Читать книгу Марлен Дитрих - К. У. Гортнер - Страница 17

Сцена третья
Кинопробы
1922–1929 годы
Глава 2

Оглавление

Когда я вошла в магазин, дядя Вилли радостно меня обнял. Времена, может, и были нелегкие, но он выглядел бодрым и подтянутым. Дядя показал мне все, что добавил к ассортименту товаров: помимо наших традиционных наручных и стенных часов, тут появились эмалевые рамки и имитации яиц Фаберже, позолоченные флаконы для духов, похожие на те, что я видела в комнате Омы, и расписные фарфоровые блюда. Целая секция в бельэтаже была отдана под ювелирные изделия: браслеты, подвески, серьги, броши и колье красовались на синем бархате. Я не могла не спросить себя с изрядной долей удивления: почему моя мать, по всей видимости владевшая долей в бизнесе, едва сводила концы с концами? Но дяде Вилли я никаких вопросов не задала. Зато, когда восхитилась ожерельем из полированных изумрудов, он снял его с витрины. Я примерила украшение перед зеркалом, и вокруг моей шеи зажегся студеный искристо-зеленый огонь.

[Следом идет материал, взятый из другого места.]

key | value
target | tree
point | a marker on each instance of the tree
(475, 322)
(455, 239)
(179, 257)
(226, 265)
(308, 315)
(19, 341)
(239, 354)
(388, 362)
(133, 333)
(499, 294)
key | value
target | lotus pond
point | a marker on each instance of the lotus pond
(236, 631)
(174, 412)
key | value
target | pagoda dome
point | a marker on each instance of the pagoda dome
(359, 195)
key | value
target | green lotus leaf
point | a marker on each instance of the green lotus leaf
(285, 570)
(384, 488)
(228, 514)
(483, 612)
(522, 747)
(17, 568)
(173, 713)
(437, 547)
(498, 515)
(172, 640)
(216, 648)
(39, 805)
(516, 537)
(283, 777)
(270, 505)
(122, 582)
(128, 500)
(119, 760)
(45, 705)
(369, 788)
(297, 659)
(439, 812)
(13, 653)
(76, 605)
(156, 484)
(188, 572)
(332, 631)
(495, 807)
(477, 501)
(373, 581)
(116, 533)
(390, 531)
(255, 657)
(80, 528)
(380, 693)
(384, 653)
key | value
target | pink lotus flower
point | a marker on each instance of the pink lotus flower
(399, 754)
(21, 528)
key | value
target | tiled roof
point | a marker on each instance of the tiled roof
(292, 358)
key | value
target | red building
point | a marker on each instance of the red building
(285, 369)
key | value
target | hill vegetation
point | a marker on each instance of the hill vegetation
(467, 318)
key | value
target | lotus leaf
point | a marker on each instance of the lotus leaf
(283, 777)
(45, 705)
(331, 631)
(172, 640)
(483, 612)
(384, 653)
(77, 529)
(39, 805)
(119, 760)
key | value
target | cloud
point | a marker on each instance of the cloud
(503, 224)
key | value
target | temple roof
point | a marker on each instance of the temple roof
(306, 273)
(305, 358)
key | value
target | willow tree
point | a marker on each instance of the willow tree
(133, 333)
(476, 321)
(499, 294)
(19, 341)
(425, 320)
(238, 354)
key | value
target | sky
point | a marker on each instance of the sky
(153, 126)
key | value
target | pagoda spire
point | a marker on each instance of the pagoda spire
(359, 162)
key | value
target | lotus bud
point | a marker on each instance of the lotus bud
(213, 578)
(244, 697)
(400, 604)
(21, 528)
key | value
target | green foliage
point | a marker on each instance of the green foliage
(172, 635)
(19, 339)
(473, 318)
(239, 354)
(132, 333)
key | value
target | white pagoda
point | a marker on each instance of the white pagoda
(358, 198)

– Кое-что из этого придумала моя Жоли, – сказал дядя Вилли. – Разве это не изысканно? И пользуется спросом. С этими вещицами дело идет довольно успешно. Женщины любят покупать их к вечерним платьям.

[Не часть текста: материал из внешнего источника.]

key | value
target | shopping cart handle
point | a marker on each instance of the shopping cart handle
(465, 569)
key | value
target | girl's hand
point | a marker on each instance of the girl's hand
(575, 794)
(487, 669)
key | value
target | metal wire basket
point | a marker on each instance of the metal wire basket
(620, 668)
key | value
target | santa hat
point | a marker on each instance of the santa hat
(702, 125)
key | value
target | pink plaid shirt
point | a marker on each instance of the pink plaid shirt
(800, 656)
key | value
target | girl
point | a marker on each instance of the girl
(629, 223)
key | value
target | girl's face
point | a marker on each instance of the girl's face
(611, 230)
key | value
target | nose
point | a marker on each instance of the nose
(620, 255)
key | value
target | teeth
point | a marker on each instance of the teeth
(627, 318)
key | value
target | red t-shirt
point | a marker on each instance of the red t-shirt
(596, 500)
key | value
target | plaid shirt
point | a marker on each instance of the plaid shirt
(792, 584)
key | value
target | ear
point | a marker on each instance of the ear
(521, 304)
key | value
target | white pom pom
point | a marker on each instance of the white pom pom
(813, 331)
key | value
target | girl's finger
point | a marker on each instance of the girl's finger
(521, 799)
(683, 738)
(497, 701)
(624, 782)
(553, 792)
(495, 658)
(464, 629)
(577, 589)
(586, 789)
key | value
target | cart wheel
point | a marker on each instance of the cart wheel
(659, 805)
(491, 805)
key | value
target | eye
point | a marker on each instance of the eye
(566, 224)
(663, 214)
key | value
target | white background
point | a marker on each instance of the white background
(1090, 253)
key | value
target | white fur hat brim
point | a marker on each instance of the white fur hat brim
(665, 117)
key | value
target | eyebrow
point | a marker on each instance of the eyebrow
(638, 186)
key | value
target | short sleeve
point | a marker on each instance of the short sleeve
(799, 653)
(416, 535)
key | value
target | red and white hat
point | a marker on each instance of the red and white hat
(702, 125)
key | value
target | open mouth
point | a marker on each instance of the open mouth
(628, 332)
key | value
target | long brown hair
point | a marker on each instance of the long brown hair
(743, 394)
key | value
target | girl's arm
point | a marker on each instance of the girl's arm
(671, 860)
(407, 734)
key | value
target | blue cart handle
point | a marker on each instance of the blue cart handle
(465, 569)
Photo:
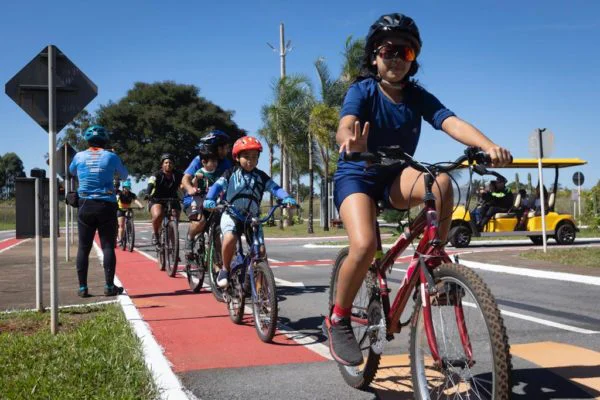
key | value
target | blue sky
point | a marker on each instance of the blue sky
(507, 67)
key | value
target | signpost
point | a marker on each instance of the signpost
(52, 91)
(541, 143)
(578, 180)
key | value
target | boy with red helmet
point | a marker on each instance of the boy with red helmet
(244, 186)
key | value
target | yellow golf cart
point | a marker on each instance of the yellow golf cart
(561, 227)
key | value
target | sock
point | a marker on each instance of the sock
(339, 313)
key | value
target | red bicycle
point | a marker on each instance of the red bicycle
(458, 343)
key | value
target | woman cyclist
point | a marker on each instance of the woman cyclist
(95, 169)
(384, 107)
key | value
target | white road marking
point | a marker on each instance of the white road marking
(534, 273)
(14, 245)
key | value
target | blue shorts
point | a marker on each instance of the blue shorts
(231, 224)
(355, 177)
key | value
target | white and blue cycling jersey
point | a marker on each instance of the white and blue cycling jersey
(95, 169)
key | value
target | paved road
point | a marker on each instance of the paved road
(554, 330)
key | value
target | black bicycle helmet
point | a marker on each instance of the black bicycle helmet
(391, 23)
(206, 151)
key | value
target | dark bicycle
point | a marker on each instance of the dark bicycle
(250, 274)
(167, 249)
(206, 256)
(457, 341)
(128, 239)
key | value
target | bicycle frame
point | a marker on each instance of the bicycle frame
(428, 255)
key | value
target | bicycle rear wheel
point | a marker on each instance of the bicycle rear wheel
(172, 250)
(235, 296)
(463, 311)
(195, 269)
(130, 234)
(213, 260)
(366, 305)
(264, 304)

Я погладила пальцами камни:

– Это ужасно дорого?

Сколько стоят изумруды, я понятия не имела, но догадывалась, что такие покупки по карману только очень богатым людям, а сколько богачей было в Германии в те дни?

– Это – да, – кивнул дядя, наклонился к моему уху и прошептал: – Только никому не говори. За исключением этой штуковины и еще нескольких, которые тут в основном для вида, все остальное – фальшивки. Моя Жоли такая умница. Она говорит, в Париже сейчас модно использовать стразы вместо настоящих камней. Никто не может определить разницу, да и при таком состоянии экономики мало кто себе позволяет все это.

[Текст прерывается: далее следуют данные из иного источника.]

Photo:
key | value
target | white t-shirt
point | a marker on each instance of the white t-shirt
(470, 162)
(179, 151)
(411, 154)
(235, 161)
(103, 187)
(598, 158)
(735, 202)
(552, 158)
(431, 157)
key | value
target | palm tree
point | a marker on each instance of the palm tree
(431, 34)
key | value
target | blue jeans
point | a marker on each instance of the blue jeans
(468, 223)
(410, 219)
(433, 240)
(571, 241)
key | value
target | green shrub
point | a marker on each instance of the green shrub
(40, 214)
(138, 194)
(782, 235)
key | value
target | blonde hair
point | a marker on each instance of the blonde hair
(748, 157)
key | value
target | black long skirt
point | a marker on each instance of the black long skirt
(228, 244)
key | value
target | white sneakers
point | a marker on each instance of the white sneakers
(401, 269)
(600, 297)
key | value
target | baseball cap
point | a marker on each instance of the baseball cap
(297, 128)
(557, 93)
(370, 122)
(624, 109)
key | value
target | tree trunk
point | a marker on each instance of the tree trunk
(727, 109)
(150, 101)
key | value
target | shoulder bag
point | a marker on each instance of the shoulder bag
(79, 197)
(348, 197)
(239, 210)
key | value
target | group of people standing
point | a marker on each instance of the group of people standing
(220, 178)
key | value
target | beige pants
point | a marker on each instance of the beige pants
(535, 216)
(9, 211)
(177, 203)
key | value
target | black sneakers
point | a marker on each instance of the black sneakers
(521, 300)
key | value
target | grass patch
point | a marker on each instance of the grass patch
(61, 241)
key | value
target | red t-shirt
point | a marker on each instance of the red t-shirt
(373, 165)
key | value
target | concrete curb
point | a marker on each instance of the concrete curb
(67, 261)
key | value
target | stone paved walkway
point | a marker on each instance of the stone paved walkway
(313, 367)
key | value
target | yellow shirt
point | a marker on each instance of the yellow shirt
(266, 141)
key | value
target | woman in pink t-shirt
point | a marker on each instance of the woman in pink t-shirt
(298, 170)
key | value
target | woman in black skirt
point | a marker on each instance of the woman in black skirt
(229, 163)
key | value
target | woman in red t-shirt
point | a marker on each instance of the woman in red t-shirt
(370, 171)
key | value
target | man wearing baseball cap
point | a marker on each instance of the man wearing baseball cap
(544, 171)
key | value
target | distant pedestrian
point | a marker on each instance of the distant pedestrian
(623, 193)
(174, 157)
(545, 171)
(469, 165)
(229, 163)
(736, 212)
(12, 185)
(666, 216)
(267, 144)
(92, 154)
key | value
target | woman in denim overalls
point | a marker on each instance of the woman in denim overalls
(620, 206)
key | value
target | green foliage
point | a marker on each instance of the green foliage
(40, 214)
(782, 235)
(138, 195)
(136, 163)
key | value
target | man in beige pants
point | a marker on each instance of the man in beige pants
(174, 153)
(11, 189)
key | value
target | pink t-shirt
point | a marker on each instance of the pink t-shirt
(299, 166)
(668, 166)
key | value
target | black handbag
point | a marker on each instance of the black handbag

Я бы никогда не догадалась, так как не умела распознавать подделки, однако дядя Вилли уже дважды упомянул свою Жоли.

– Лизель говорит, у тебя в доме живет какой-то гость. Это Жоли?

– Да, – расцвел он, – моя жена. – Не успела я отреагировать на эту неожиданную новость, как он продолжил: – Ты должна с ней познакомиться, она будет от тебя в восторге. Она так сильно напоминает мне нашу дорогую Ому – такая элегантная и утонченная. Жоли сотворила чудо, оживив твоего усталого старого дядю и его бизнес.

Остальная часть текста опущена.